Today is International Day of Peace!
If you’re like me, you can spend copious amount of time reading about peace building and then start to wonder, “But how can I get started actually doing things that help my students put these things into practice? how can I move my students and myself from receiving information and talking about it to real life changes?”
It’s hard to move from knowledge to practice without an interim step: a good, well-thought out plan.
The Hawaiian peace organization Ceeds of Peace is a great place to start for building a peace action plan. Besides offering many helpful links for organizations to partner with, peace related mulitmedia resources for students and adults, their website also provides action plan templates and toolkits with ideas to address each of the “C” word steps listed in the template. Because it is a Hawaiian organization, some of the tools in the toolkit are also culturally meaningful for Native Hawaiians, and those “slots” in the toolkit could be a good place for teachers to insert another particularly culturally meaningful tool that matches the context or backgrounds of the students in their class.

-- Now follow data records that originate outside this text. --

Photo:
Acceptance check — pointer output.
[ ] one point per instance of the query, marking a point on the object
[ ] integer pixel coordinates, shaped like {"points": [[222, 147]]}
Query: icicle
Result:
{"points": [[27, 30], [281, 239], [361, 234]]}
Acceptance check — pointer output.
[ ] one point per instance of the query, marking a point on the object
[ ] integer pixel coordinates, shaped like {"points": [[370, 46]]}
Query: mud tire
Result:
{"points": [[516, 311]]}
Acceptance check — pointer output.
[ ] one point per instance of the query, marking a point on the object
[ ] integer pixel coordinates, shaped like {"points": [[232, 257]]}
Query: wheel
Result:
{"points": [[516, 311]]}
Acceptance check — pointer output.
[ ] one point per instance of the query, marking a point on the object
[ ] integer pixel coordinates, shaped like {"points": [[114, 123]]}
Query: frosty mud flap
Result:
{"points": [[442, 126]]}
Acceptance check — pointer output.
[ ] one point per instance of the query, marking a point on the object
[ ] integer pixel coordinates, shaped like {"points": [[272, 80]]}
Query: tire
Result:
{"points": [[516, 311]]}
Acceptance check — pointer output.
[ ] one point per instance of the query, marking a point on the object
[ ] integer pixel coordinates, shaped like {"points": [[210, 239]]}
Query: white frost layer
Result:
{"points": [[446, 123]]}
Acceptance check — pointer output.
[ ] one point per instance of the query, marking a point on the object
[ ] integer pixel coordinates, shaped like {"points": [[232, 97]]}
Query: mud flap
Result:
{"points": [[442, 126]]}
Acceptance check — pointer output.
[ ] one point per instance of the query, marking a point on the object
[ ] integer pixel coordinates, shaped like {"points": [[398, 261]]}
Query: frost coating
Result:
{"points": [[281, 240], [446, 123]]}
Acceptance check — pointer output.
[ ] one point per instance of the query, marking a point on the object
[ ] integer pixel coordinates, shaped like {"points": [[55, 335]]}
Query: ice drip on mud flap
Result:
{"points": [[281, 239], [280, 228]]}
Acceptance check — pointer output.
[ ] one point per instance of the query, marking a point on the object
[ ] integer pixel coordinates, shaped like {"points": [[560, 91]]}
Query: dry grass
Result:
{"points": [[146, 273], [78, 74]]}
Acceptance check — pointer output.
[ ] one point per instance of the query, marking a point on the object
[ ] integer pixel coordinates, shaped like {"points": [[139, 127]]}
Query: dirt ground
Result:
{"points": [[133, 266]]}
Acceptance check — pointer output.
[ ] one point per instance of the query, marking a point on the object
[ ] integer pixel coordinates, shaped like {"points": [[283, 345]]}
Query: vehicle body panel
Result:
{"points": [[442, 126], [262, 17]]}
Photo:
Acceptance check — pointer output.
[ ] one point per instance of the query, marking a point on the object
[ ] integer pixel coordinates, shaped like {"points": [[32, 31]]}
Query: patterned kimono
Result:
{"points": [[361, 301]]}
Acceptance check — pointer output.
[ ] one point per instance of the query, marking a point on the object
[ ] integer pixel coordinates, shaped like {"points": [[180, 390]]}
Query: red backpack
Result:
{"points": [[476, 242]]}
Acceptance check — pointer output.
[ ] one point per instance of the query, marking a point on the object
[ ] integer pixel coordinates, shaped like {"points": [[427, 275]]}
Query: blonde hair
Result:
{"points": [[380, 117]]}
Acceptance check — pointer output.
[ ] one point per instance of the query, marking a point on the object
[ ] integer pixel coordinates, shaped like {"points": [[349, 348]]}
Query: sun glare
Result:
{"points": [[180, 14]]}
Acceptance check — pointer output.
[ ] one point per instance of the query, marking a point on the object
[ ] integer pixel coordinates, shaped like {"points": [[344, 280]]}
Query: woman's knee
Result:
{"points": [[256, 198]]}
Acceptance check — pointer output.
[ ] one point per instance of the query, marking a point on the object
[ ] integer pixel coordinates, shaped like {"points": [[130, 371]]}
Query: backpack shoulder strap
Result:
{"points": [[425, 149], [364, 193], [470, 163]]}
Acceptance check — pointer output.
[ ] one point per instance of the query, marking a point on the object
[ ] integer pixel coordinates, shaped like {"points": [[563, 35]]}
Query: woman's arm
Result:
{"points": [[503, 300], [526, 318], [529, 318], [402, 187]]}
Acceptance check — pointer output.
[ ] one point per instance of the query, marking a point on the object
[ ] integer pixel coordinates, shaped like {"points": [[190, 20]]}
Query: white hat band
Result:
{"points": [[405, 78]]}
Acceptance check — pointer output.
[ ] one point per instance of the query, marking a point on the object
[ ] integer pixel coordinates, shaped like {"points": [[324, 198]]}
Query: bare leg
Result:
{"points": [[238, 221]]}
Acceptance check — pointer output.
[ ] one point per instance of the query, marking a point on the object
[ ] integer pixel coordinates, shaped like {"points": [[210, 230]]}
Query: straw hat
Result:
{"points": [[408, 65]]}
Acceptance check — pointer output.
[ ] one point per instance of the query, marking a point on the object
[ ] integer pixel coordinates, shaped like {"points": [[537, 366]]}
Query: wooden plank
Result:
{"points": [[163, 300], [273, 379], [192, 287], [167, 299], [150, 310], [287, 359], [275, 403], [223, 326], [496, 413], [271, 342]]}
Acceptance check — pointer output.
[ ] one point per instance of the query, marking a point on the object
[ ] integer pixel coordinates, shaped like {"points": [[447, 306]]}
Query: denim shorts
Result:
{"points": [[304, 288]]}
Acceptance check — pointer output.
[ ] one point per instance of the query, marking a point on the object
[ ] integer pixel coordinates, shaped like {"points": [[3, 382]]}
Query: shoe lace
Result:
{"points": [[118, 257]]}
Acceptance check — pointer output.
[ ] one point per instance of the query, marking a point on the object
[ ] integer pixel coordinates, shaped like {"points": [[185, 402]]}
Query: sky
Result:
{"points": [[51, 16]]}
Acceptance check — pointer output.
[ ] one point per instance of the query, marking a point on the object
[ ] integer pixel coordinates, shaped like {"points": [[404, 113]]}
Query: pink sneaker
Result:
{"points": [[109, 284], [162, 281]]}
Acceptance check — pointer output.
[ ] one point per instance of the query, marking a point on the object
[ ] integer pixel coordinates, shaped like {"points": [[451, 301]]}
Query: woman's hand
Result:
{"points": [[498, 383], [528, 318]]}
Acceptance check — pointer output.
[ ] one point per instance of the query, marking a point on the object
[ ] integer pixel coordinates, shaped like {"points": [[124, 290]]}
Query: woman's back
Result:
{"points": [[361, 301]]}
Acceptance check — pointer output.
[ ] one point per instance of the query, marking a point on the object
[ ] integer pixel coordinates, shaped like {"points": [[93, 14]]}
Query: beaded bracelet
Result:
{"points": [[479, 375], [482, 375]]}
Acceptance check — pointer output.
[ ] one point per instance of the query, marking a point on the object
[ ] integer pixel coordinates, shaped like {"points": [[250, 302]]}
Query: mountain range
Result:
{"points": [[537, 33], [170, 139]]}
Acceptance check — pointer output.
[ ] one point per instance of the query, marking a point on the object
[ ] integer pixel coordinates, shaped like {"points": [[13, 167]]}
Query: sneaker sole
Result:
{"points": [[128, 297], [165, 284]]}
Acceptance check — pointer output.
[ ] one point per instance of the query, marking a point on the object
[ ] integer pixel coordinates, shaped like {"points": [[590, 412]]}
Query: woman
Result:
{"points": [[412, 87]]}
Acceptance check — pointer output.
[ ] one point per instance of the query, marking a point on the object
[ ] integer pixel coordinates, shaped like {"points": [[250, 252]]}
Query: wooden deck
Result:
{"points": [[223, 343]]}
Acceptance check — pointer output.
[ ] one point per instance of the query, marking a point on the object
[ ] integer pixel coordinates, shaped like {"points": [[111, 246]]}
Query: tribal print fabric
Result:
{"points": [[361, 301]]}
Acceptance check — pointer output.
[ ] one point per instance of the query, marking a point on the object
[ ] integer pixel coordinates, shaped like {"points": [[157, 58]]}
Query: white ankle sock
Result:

What I like most about what is offered here is that the peace action plans especially can be easily simplified (and perhaps translated!) for language learners, and are easily included in study on many different subjects: studying food words? Create a Peace Action plan with your students related to food justice issues. Learning about school words? Create a peace action plan with your students about conflict issues in the classroom. Studying about past tense? create a peace action plan related to conflict issues related to historical harms.
Where could you incorporated Ceeds of Peace Action Plans into your lessons?
What exercises/tools might you add to the toolkit that have roots in your students’ cultural background? are there peace building methods that they’ve grown up knowing about?